If you fail one of the four, do you have do re-do all 4 cases? Not stated yet, but will check!

Do the assessors have to have TTT? Not stated yet, but will come out with guidelines.

2. New JAG website now live and very different.

3. Will be advertising for new JAG Chair. Will be open to all comers and interview appointment.

Hepatology

There is now an official hepatology training lead, who will be representative on the training committee. Centres will now be graded into 3 grades depending on what level of liver training is available there. There is likely to be more need for supervisors to confirm that trainees have actually done specific aspects of hepatology. BSG liver committee and BASL are joining to form one committee to give a single voice in hepatology.

National recruitment

Now with 5 specialities nationally. Can apply to 2 deaneries per speciality, but should state 4 deaneries to have a choice for cascade 2nd round. If selected, candidates will book their own interviews (within 48h). There will be 3 interview stations of 10-15mins each. They can accept an offer, reject it, or hold one offer until final date. Then local clearing round, followed by national clearing process.

Adverts 15 Feb. Opens 26 Feb-26 Mar. Shortlisting 29 March, then invitations 19 April. Interviews 29 April – 17 May. Offers 18-26 May. 1st June holding period ends.

SAC

New curriculum 2010 in progress. Curriculum and methods of assessment should be approved by PMETB. Need to ensure deliverability, esp in hepatology and nutrition.

Penny Nield said that training in nutrition should be deliverable. Minimum standards of centre are trying to be determined (e.g. nutrition team).

KBA

108 took part in second round. 61% passed. It was clear a lot of trainees had done very little preparation. Seemed like most trainees who were
expected to pass did. Lots of pictures e.g. histology, radiology. Next date registration 26 June - 26 July.

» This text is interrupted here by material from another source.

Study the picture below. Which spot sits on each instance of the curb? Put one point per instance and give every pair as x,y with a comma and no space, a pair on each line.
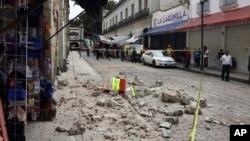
215,75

Should the BSG run training courses on the KBA? Perhaps… but realistically trainees should be adult learners and find the information for themselves. Charlie Murray has been put in charge of a project looking at the possibility of an e-learning module specifically for the KBA.

Trainee issues:

1) Compulsory endoscopy courses

We were reassured that trainees who started before 2007 and have already demonstrated competence in endoscopy will not have to do ‘mandatory’ JAG courses. They can invoke the unofficial ‘Grandfather’ clause! Advice is to talk to their programme director first and then any further queries should be directed to the BSG secretary. Ian Forgacs has said they will not make anyone do a course who is already clearly competent.

2) Sengstaken survey

This was raised as Edwin Swarbrick wanted to do a survey looking at experience in this. The 2010 curriculum will now state:

Can place safely and manage a Sengstaken tube in refractory variceal bleeding" This skill is assessed by DOPS and is in the core curriculum for all trainees.”

The training committee thought that it was inappropriate to DOPS such emergency procedures, but that training should be done using simulation on a model, with DOPS to confirm competency. However, they would expect trainees to have experience in real life, but not to have DOPS on them.